A Fight to the Finish
Once the strike occurs, strip-strike with authority for a solid hook-set. After you make the cast, place the rod tip in the water. If the rod tip is left in the air, slack develops immediately, and when you strip, you simply will be moving the slack up and down. If a fish hits while your rod tip is raised, you will have to remove the slack before connecting with the fish. Placing the rod tip in the water keeps your line tight so when the strike does occur, a sharp strip will drive the hook home.
Landing a snook on the beach differs greatly from a backcountry battle. While snook can make good runs, beach fights generally don’t last too long. As with tarpon, “bowing” to an airborne snook keeps it buttoned up.
I believe most lost fish come unglued when they swim toward the angler. When this happens, the natural tendency is to raise the rod tip and reel quickly to eliminate slack. As the reel is cranked, the tip wiggles back and forth — the same motion that you might use to free a snag. A better tactic is to drop the rod tip into the water and then reel. The water resistance keeps tension on the fish until the slack is gone.
When you land your snook, be very careful not to lift the fish by its lower jaw alone, but rather support its underside as well. A long battle can be fatiguing to a large snook, particularly in the summer. Subdue the fish quickly, and never drag it onto the sand. Before you release the fish, make sure it’s strong enough to swim away unaided.
Equipment and Rigging
Rods: A 9-foot 8-weight rod with an appropriate-size reel is the perfect setup for beach snook. Many visitors bring 9- and 10-weights, but a day or so of blind-casting will usually justify the purchase of an 8 before the trip home. You can catch snook on lighter outfits, but picking up and swiftly delivering a No. 2 fly in breezy conditions can be a tall order with lighter equipment.
Lines: A floating line works well in most situations. A line such as a bonefish taper will load the rod quickly and shoot well, allowing for gentle presentations on longer casts. Intermediate lines have their place as well. When you’re sight-fishing and snook are extra spooky, a clear intermediate line provides stealthier presentations and allows the use of a shorter leader. The downside is a slower, more difficult pickup when taking a second shot at a moving fish. Intermediate lines really shine when there is wave action. A floating line will follow the contour of the surface, and every wave will add just that much more slack, while an intermediate line will cut through the wave to give a direct connection to the fly.

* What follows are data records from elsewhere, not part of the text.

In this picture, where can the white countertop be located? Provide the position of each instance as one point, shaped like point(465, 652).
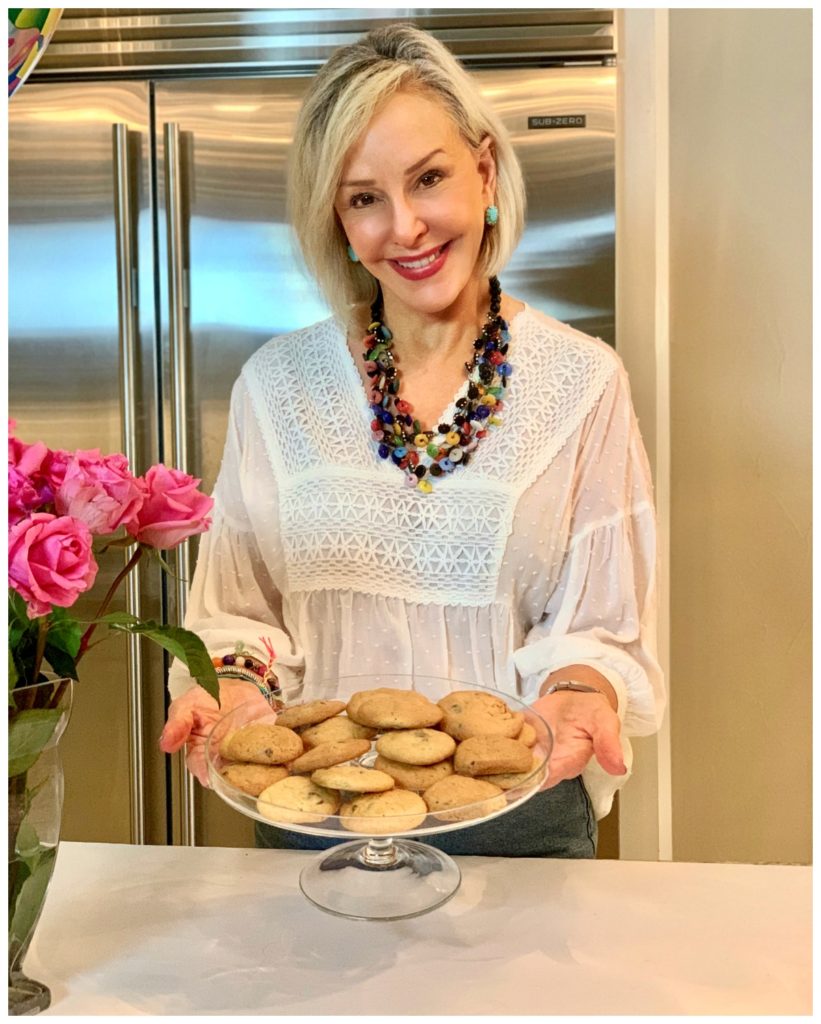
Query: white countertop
point(168, 930)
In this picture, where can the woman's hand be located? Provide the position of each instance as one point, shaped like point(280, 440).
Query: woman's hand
point(191, 717)
point(584, 725)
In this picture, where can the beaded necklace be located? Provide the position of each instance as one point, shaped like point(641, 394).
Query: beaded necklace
point(426, 455)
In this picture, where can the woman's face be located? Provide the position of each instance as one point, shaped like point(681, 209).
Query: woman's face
point(412, 203)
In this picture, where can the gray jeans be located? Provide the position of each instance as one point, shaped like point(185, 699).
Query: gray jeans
point(557, 822)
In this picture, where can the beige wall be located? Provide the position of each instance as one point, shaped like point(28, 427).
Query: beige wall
point(740, 137)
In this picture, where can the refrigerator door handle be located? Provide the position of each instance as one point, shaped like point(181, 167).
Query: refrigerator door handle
point(128, 327)
point(177, 336)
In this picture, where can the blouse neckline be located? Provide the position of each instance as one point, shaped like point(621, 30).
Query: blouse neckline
point(357, 385)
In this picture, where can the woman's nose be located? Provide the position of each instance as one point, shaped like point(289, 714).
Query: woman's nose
point(407, 225)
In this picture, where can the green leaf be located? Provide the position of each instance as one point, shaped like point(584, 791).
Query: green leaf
point(60, 662)
point(114, 619)
point(65, 632)
point(182, 644)
point(16, 609)
point(26, 908)
point(29, 731)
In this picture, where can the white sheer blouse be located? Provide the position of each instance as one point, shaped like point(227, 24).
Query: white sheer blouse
point(539, 553)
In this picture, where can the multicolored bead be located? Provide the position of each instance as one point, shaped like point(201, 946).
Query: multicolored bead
point(401, 437)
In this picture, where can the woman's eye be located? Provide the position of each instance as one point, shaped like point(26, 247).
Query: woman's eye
point(430, 178)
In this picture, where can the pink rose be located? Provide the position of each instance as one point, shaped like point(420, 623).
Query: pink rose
point(23, 496)
point(50, 561)
point(173, 510)
point(99, 491)
point(43, 467)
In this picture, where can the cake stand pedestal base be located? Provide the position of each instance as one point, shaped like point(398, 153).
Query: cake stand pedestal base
point(381, 880)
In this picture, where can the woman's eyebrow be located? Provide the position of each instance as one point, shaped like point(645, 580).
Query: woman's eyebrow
point(369, 182)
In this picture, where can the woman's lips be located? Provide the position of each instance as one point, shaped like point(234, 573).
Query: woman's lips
point(424, 265)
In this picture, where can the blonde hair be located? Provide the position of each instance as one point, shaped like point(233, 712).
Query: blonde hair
point(345, 94)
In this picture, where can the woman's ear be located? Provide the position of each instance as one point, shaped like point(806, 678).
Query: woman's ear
point(486, 166)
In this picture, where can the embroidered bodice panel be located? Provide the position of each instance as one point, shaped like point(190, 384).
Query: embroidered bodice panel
point(346, 518)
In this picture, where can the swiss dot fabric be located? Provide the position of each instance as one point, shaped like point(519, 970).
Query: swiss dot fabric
point(539, 553)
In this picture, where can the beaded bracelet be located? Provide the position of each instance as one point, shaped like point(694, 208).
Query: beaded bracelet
point(252, 671)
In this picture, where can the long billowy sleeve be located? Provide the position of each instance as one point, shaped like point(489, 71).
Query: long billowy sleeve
point(602, 611)
point(233, 598)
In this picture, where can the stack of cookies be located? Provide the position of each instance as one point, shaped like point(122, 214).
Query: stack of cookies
point(454, 759)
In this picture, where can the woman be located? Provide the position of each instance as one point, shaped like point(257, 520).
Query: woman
point(366, 518)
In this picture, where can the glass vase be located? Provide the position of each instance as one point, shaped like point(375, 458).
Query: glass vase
point(37, 718)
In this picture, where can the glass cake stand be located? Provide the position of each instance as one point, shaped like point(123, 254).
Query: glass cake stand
point(373, 876)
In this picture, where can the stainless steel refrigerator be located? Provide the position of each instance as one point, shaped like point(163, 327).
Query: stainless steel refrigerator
point(149, 257)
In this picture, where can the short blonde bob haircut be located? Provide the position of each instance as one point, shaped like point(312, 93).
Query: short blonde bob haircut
point(345, 94)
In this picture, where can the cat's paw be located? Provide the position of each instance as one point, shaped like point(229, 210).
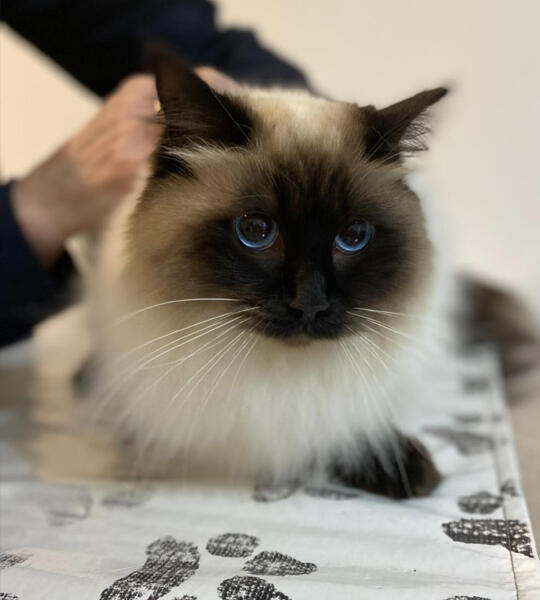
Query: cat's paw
point(404, 470)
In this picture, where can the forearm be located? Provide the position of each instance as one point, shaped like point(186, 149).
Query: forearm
point(101, 42)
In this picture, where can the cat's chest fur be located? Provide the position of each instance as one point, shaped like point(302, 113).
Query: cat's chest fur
point(258, 307)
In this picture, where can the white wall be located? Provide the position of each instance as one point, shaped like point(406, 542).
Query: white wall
point(485, 154)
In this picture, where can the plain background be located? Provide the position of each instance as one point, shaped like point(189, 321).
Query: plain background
point(484, 160)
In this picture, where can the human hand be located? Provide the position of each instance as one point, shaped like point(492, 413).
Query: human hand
point(76, 187)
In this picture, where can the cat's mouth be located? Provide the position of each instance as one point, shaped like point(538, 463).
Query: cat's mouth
point(300, 332)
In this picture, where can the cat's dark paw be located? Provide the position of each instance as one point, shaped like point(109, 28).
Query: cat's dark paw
point(404, 470)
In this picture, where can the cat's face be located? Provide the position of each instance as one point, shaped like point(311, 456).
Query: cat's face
point(287, 205)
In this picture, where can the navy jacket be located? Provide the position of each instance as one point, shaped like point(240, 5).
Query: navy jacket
point(99, 42)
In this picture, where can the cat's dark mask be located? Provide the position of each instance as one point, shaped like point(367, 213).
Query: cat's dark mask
point(289, 203)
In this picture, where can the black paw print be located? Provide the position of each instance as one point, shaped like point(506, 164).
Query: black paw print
point(9, 560)
point(466, 442)
point(482, 503)
point(509, 533)
point(171, 562)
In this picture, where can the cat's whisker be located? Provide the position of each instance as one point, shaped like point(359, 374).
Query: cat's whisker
point(125, 318)
point(118, 383)
point(243, 344)
point(205, 369)
point(416, 352)
point(170, 402)
point(191, 326)
point(242, 362)
point(376, 405)
point(173, 345)
point(394, 313)
point(366, 342)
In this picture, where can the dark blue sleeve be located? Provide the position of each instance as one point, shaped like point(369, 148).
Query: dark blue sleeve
point(99, 41)
point(28, 292)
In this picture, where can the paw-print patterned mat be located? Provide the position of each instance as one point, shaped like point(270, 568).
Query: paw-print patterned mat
point(67, 536)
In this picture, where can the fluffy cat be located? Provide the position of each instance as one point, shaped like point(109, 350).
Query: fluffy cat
point(254, 307)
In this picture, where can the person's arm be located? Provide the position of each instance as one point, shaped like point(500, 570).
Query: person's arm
point(71, 191)
point(101, 41)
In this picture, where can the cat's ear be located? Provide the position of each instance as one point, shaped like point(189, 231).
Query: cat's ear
point(399, 128)
point(193, 112)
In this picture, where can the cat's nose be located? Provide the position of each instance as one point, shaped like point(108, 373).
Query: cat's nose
point(310, 297)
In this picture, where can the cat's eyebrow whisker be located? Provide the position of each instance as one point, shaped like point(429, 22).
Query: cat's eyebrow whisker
point(124, 318)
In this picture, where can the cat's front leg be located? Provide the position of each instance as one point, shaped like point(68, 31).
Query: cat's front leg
point(402, 468)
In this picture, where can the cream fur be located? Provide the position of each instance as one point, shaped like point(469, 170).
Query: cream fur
point(289, 407)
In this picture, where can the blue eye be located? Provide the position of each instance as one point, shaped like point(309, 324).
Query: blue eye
point(355, 238)
point(256, 231)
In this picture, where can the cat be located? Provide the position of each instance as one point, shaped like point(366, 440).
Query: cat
point(254, 306)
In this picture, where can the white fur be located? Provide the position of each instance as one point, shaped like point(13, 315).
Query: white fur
point(288, 408)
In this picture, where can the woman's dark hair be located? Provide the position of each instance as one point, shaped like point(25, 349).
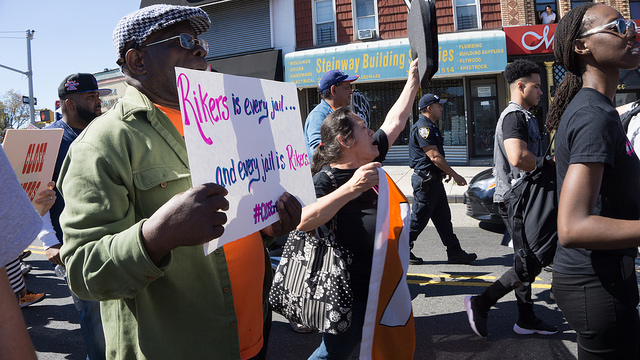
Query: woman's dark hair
point(336, 123)
point(568, 30)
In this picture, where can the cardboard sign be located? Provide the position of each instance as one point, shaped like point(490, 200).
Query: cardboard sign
point(246, 135)
point(33, 154)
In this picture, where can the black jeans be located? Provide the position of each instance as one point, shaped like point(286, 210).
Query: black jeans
point(511, 278)
point(602, 311)
point(432, 204)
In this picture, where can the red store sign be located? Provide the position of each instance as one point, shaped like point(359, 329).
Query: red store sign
point(533, 39)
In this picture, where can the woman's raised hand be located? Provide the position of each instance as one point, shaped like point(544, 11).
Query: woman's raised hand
point(365, 177)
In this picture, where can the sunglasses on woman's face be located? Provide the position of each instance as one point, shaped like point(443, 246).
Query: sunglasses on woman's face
point(186, 41)
point(620, 26)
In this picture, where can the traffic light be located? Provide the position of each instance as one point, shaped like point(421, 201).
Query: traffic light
point(46, 116)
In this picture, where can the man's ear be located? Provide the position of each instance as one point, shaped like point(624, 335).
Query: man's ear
point(70, 104)
point(135, 61)
point(343, 141)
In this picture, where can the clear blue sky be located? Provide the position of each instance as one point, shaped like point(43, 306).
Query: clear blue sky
point(70, 36)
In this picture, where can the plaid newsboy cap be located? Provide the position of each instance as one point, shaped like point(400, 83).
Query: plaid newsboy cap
point(140, 24)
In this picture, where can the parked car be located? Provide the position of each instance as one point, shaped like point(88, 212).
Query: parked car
point(479, 198)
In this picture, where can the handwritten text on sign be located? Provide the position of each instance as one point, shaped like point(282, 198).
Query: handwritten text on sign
point(32, 154)
point(246, 135)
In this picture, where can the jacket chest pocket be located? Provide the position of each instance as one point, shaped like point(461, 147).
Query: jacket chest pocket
point(155, 186)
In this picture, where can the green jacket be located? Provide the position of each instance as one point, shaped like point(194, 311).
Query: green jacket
point(118, 172)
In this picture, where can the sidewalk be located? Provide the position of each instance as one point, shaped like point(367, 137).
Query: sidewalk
point(401, 175)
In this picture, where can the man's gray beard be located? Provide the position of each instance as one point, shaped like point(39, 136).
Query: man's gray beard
point(86, 115)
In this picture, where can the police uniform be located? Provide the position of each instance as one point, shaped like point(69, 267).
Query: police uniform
point(429, 196)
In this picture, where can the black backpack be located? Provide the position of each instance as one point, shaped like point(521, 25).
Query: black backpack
point(532, 206)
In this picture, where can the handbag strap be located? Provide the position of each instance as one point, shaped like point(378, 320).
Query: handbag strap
point(333, 224)
point(553, 137)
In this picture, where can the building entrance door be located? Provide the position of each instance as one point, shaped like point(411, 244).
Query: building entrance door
point(483, 116)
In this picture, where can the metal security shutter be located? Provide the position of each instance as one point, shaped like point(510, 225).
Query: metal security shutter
point(238, 27)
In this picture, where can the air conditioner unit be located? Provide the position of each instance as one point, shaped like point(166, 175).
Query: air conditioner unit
point(366, 34)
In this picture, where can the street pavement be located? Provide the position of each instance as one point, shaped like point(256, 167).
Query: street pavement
point(437, 289)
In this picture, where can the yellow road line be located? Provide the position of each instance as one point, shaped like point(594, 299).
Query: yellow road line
point(468, 283)
point(453, 280)
point(469, 277)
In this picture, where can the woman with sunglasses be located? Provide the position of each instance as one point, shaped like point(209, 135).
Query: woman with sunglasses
point(598, 173)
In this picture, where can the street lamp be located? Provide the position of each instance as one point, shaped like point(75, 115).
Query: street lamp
point(29, 74)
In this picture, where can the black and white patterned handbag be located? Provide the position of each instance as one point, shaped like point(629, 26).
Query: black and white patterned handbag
point(312, 285)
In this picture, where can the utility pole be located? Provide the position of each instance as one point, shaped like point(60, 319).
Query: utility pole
point(32, 111)
point(29, 74)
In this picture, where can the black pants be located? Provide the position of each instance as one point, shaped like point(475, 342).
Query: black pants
point(432, 204)
point(602, 311)
point(511, 279)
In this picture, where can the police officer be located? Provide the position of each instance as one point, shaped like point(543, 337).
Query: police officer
point(429, 198)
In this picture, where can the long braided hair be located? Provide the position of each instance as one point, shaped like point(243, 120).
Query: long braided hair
point(568, 30)
point(336, 123)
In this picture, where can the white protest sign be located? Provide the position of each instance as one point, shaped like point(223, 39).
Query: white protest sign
point(246, 135)
point(33, 154)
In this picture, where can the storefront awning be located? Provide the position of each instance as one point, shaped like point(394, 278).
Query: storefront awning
point(466, 53)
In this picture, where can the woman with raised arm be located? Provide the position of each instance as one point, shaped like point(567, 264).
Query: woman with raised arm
point(352, 153)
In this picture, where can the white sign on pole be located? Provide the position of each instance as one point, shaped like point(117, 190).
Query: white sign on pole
point(246, 135)
point(33, 154)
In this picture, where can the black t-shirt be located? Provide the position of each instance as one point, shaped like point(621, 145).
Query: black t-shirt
point(356, 221)
point(514, 126)
point(590, 132)
point(424, 133)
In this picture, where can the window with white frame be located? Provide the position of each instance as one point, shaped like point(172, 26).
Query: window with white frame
point(365, 15)
point(467, 14)
point(325, 26)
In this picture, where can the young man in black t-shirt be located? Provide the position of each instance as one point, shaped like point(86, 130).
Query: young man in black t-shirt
point(517, 144)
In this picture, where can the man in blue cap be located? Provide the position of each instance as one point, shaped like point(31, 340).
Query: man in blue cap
point(80, 104)
point(430, 168)
point(335, 89)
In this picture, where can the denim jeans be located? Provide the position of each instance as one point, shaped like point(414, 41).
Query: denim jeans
point(336, 347)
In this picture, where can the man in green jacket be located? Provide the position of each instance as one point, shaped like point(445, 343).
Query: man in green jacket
point(132, 222)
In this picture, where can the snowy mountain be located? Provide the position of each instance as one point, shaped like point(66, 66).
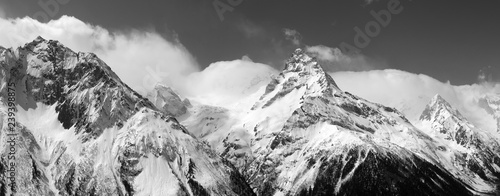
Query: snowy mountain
point(491, 103)
point(82, 131)
point(472, 150)
point(303, 135)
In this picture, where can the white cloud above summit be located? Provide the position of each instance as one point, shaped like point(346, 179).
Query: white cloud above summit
point(142, 57)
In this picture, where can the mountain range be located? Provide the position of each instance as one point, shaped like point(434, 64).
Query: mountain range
point(82, 131)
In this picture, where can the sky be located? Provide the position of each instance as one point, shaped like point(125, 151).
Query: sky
point(447, 40)
point(222, 55)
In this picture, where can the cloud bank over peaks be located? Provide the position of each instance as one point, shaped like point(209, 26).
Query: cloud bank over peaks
point(141, 57)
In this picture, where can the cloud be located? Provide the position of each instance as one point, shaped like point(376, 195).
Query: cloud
point(333, 60)
point(250, 29)
point(410, 93)
point(141, 57)
point(489, 74)
point(293, 35)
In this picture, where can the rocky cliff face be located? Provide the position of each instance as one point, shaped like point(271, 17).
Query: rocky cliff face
point(475, 151)
point(167, 100)
point(82, 131)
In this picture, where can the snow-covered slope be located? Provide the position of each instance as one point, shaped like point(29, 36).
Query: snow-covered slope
point(167, 100)
point(303, 135)
point(84, 132)
point(491, 103)
point(471, 150)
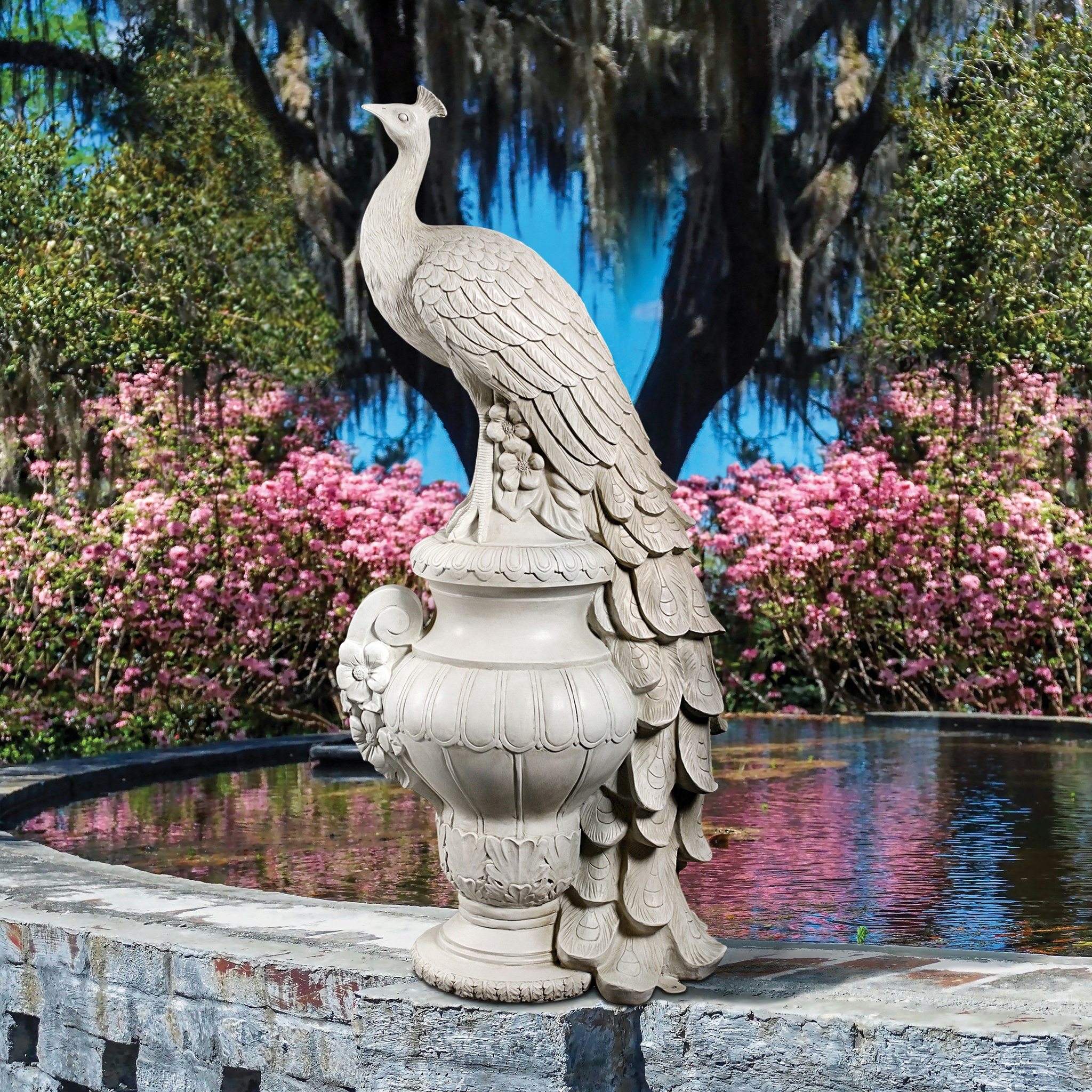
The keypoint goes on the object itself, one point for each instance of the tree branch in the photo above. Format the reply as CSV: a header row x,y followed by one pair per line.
x,y
60,58
338,34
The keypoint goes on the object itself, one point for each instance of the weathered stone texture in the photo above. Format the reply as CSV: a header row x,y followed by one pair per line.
x,y
200,989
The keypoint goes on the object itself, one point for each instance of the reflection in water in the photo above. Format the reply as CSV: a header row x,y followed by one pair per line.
x,y
958,839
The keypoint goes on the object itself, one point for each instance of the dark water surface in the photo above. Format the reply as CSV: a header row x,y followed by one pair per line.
x,y
959,839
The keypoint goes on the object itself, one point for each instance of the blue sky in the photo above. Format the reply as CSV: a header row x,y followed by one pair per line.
x,y
624,301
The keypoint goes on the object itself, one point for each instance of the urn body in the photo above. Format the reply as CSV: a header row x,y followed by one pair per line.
x,y
508,714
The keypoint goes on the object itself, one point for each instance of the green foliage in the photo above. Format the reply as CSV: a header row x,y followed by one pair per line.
x,y
179,242
986,254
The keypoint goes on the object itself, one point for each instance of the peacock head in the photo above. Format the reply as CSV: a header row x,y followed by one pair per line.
x,y
407,126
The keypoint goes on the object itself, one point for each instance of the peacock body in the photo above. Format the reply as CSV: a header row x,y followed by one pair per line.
x,y
575,453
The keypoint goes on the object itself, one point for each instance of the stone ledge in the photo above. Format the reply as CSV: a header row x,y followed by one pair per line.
x,y
318,995
26,790
979,722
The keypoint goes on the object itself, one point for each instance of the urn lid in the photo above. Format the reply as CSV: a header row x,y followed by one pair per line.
x,y
550,561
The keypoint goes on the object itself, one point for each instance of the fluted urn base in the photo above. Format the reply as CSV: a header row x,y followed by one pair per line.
x,y
496,953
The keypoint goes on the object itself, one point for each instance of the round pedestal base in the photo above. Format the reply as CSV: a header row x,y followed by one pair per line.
x,y
496,953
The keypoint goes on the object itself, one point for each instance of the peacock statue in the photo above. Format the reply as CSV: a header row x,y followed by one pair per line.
x,y
559,438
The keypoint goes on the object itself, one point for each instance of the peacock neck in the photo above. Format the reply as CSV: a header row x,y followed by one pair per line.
x,y
391,216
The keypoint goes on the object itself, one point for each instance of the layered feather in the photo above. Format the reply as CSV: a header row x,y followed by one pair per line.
x,y
503,316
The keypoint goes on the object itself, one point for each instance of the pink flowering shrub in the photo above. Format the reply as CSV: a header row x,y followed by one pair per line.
x,y
940,560
206,593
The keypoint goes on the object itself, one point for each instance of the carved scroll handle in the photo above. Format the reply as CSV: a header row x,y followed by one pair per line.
x,y
382,630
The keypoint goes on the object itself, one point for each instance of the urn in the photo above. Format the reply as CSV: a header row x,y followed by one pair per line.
x,y
508,716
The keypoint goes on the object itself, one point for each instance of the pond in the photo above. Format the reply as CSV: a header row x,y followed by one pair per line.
x,y
966,840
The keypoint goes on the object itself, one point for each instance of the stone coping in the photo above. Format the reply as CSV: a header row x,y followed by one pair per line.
x,y
26,790
197,983
979,722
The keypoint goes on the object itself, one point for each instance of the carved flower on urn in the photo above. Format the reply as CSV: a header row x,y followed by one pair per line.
x,y
363,673
506,424
520,467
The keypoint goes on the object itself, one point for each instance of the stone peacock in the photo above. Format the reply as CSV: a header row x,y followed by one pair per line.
x,y
559,438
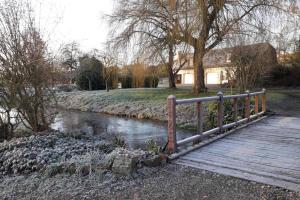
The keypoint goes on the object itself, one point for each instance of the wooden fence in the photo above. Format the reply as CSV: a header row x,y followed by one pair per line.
x,y
172,102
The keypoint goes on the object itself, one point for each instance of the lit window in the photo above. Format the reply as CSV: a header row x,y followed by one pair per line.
x,y
228,58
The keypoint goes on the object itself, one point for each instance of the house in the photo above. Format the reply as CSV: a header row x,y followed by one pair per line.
x,y
218,62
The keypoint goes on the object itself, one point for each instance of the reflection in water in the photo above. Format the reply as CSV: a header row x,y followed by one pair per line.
x,y
135,132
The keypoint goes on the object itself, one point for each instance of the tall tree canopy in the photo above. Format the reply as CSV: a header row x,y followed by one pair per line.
x,y
201,24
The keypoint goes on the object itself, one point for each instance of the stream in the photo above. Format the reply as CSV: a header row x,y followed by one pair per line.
x,y
134,132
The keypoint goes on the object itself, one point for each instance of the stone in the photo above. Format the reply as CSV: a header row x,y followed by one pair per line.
x,y
125,162
84,170
54,169
154,161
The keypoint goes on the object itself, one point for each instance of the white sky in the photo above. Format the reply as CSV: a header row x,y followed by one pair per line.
x,y
64,21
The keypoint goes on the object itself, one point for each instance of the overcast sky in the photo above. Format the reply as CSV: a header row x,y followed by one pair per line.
x,y
65,21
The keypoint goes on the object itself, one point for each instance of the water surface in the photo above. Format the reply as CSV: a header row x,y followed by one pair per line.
x,y
134,132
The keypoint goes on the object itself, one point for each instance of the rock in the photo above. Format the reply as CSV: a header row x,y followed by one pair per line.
x,y
124,162
54,169
124,165
84,170
154,161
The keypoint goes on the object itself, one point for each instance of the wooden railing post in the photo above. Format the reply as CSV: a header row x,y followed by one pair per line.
x,y
171,104
220,111
263,101
247,105
256,108
235,109
199,118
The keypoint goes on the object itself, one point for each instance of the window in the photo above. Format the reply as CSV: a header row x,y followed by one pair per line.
x,y
228,57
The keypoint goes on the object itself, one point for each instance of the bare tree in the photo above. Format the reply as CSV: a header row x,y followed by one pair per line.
x,y
110,63
24,65
70,55
150,23
201,24
205,24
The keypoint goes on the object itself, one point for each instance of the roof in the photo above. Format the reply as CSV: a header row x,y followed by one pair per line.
x,y
223,57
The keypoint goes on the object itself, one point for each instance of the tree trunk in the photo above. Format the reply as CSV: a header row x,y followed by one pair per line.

Leaders: For me, a simple formula works best, and here it is. For sight-fishing, I prefer a 9-footer that follows the 50 percent, 25 percent, 25 percent formula. The 4½-foot butt is 40-pound-test, the 2¼-foot midsection is 30-pound-test, and the 2¼-foot tippet is 20-pound-test. In addition, a 12-inch bite tippet of 30-pound-test may be added if you expect to encounter larger females, as wear from their rough mouths can substantially weaken the material. I prefer mono for the butt and midsection and fluorocarbon for the tippet and bite tippet. On the terminal end, I use a nonslip loop knot that allows the fly to swing freely.